Verena Osgyan, frauenpolitische Sprecherin der Grünen im bayerischen Landtag, hält es für wichtig, dass die im Rahmen der Care Ökonomie geleistete Arbeit in Zukunft nicht nur mehr Wertschätzung erfährt, sondern auch bezahlt wird. „Mehr als 80% der unbezahlten Sorgearbeit wird von Frauen geleistet. Sie tragen damit einen erheblichen Teil zur Wertschöpfung in unserer Volkswirtschaft bei, haben aber lebenslang ökonomische Nachteile, weil sie in dieser Zeit keine bezahlte Arbeit übernehmen können und entsprechend weniger Rentenansprüche bekommen. „Gleiche Bezahlung für Frauen und Männer bedeutet auch, dass beide für ihre Arbeit bezahlt werden und sich die Arbeit im Bereich Pflege und Betreuung nicht als einseitige ökonomische Sackgasse für Frauen erweist“, erläutert Verena Osgyan.

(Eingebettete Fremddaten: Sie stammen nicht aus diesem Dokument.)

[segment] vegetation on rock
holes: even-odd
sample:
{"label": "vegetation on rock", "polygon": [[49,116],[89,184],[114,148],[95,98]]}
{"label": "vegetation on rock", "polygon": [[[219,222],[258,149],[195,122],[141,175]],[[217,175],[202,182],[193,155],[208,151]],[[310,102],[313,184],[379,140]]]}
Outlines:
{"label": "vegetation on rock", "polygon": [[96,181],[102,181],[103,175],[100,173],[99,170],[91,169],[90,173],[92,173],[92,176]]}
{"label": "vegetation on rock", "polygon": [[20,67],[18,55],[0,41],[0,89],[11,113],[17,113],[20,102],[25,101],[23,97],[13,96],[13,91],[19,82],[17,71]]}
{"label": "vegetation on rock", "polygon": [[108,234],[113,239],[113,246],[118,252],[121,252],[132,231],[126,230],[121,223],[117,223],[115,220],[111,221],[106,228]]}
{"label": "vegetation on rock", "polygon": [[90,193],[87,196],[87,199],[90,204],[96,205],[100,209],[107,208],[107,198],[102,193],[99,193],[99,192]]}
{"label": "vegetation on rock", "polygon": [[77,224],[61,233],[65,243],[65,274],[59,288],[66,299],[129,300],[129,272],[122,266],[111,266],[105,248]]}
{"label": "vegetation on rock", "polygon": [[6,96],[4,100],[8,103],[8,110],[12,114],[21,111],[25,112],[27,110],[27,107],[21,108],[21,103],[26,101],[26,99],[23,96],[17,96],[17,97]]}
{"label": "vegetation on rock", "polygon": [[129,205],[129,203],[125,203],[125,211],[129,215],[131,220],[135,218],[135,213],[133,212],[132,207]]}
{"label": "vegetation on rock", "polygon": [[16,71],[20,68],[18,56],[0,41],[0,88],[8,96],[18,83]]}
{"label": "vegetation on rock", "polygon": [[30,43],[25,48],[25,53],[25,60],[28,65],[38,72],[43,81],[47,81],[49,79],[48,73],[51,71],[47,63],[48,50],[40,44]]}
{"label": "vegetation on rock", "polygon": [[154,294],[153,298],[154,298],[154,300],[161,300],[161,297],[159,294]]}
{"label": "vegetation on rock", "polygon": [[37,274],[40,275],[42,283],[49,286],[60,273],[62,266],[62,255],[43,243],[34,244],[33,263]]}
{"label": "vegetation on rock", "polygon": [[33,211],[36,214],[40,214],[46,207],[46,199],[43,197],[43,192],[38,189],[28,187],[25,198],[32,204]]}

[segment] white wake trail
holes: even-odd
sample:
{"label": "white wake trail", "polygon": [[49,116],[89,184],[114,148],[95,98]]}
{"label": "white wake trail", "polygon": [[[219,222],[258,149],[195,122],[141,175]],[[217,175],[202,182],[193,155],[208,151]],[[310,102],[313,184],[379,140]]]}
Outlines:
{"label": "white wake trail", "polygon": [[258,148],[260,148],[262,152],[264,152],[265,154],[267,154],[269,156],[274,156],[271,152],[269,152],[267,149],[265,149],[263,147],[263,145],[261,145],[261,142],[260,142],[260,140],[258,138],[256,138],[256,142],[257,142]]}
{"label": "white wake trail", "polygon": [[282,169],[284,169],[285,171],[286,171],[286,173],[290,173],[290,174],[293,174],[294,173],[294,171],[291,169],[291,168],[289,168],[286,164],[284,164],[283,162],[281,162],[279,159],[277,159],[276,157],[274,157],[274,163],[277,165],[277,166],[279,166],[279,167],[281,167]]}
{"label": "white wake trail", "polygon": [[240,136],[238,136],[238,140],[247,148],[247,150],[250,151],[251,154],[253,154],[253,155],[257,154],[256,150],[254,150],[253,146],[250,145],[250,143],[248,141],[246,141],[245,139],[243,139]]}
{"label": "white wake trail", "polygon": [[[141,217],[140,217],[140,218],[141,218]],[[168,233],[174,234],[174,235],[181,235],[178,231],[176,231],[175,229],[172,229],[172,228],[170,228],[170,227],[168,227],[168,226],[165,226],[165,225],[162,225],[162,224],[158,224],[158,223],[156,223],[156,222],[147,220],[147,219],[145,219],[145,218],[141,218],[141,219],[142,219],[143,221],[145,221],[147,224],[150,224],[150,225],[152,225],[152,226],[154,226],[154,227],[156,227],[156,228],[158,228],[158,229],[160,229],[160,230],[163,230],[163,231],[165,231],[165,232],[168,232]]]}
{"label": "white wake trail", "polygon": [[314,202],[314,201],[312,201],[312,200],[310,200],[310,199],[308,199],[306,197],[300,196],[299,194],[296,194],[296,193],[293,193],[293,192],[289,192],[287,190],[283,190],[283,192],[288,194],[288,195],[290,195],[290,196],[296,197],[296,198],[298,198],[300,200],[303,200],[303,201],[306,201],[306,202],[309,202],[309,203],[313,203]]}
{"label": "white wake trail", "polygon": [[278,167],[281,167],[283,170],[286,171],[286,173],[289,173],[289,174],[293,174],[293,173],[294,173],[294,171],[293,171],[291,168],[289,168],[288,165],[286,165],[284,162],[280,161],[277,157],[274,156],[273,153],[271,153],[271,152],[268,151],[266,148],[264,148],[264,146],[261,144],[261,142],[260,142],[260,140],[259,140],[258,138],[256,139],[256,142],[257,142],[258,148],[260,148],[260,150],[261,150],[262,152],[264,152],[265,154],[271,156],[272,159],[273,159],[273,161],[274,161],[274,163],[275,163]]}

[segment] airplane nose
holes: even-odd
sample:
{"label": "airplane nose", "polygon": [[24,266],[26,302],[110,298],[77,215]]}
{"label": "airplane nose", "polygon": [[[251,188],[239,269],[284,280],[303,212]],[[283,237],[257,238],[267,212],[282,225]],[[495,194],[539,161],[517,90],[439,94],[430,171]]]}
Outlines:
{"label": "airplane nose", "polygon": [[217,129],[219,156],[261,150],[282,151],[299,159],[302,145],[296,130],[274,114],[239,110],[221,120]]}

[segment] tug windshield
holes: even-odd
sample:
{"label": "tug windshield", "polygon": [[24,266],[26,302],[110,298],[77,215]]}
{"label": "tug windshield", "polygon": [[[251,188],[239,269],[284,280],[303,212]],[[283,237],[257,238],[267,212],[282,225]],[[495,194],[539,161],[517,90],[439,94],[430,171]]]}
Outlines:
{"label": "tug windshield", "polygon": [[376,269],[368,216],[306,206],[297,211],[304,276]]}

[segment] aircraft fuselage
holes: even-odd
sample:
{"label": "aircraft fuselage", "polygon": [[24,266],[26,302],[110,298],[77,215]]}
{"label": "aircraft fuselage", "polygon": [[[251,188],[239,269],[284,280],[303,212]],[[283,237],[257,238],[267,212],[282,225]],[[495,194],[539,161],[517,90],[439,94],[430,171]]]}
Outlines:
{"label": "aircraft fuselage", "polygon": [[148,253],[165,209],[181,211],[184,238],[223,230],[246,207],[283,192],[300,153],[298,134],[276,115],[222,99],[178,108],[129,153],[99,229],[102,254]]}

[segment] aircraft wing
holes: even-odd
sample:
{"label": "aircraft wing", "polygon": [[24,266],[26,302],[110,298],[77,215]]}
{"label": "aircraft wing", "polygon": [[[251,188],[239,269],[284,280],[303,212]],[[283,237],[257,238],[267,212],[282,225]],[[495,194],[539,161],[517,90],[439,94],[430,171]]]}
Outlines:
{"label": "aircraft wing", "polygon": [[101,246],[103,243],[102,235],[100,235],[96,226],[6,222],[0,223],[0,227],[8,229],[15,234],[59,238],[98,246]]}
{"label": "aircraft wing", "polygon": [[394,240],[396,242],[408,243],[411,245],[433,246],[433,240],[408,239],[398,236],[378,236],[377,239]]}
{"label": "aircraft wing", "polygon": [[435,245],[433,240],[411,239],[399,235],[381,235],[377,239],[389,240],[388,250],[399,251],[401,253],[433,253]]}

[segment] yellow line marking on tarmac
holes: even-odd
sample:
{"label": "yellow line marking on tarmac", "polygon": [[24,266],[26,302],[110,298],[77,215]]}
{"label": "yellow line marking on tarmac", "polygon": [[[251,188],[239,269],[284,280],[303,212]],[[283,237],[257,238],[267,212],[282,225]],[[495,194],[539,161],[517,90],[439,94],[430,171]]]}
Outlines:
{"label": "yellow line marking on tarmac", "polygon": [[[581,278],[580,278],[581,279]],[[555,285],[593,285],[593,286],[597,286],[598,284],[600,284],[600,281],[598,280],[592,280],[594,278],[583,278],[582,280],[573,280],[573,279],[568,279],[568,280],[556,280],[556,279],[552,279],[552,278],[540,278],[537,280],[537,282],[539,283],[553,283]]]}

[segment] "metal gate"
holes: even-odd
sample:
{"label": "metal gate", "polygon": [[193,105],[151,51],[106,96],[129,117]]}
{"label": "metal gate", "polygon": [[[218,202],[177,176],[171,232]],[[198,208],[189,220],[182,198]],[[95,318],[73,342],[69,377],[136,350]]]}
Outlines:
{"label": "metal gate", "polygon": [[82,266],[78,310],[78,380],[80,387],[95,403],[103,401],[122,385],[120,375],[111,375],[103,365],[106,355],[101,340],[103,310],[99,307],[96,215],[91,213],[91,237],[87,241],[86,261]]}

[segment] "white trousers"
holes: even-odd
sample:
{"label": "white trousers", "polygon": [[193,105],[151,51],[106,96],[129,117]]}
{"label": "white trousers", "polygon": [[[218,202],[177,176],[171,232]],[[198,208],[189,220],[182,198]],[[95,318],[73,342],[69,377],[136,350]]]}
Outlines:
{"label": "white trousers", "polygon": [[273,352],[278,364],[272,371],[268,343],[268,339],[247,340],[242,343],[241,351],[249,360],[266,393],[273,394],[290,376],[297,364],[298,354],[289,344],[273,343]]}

„Die Anhörung mit den Expertinnen und Experten hat gezeigt, dass in unserer Wirtschaft die Produktion materieller Güter immer noch ein attraktiveres Berufsfeld darstellt als der Dienstleistungssektor. Dies liegt auch daran, dass Arbeitsplätze in der Produktion überwiegend besser bezahlt werden“, erklärte Martin Stümpfig, stv. Vorsitzender des Wirtschaftsausschusses. Erst wenn wir die Care-Ökonomie aus der Niedriglohnfalle herausholen, finden wir auch mehr Bewerber für freie Arbeitsplätze in dem Bereich.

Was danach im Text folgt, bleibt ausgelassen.